Flüchtlingsbetreuung sticht Mindestlohn-Kontrolle. Der Zoll muss umverteilen - und es trifft vor allem die Mindestlohn-Kontrolleure

Um die vielen Flüchtlingen zu betreuen, zieht der Zoll Personal von anderen Abteilungen ab. Und wer ist besonders davon betroffen? Die Mindestlohn-Kontrolleure. So der Artikel Mindestlohn-Kontrolleure für Flüchtlingsbetreuung abgezogen.
"Hunderte Beschäftigte der Finanzkontrolle Schwarzarbeit von den bitter nötigen Mindestlohnkontrollen abzuziehen, ist kontraproduktiv und kommt einer Einladung an die schwarzen Schafe unter den Arbeitgebern gleich, den Mindestlohn zu umgehen“ Mit diesen Worten wird Stefan Körzell vom DGB-Bundesvorstand zitiert.

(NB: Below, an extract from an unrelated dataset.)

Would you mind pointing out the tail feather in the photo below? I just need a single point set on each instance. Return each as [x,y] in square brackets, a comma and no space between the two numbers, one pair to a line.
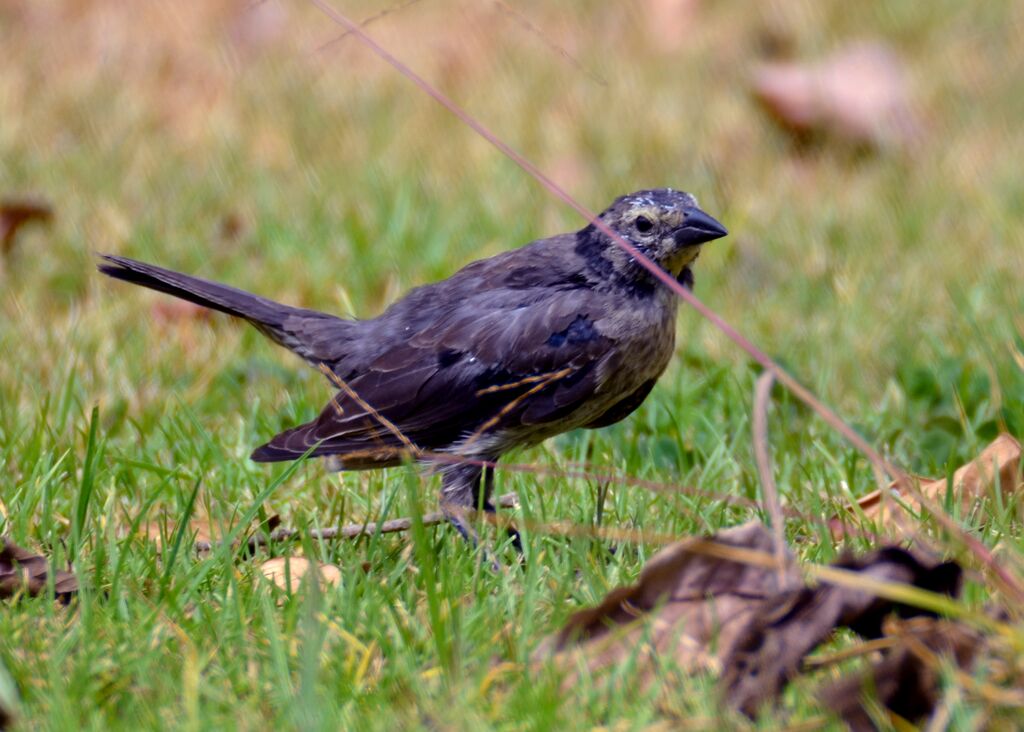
[315,336]
[202,292]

»Auch die Gewerkschaft der Polizei hält Kontrollen für wichtig. "Bis die zusätzlichen 1600 Stellen mit ausgebildetem Personal ausgestattet sind, vergehen einige Jahre", sagte Frank Buckenhofer, Vorsitzender der Bezirksgruppe Zoll in der Gewerkschaft der Polizei (GdP), dem Tagesspiegel. "Zumal jetzt gerade 320 neue Kolleginnen und Kollegen wegen der Flüchtlingsbetreuung zur Bundespolizei und zum Bundesamt für Migration und Flüchtlinge abgeordnet werden sollen.«

Der Zoll ist personell seit Jahren unterbesetzt. Das war und ist schon für die eigentlich notwendigen Mindestlohn-Kontrollen, die ja seit Anfang des Jahres als zusätzliche Aufgabe hinzugekommen sind, ein Problem. Aber die Finanzkontrolle Schwarzarbeit würde ja weitere Aufgaben bekommen, wenn es gelingen sollte, immer mehr Flüchtlinge in den Arbeitsmarkt zu integrieren - denn seien wir realistisch, diese Personengruppe wird sicher nicht an vorderster Front stehen (können), wenn es um die Einhaltung von Arbeitnehmerschutzrechten geht.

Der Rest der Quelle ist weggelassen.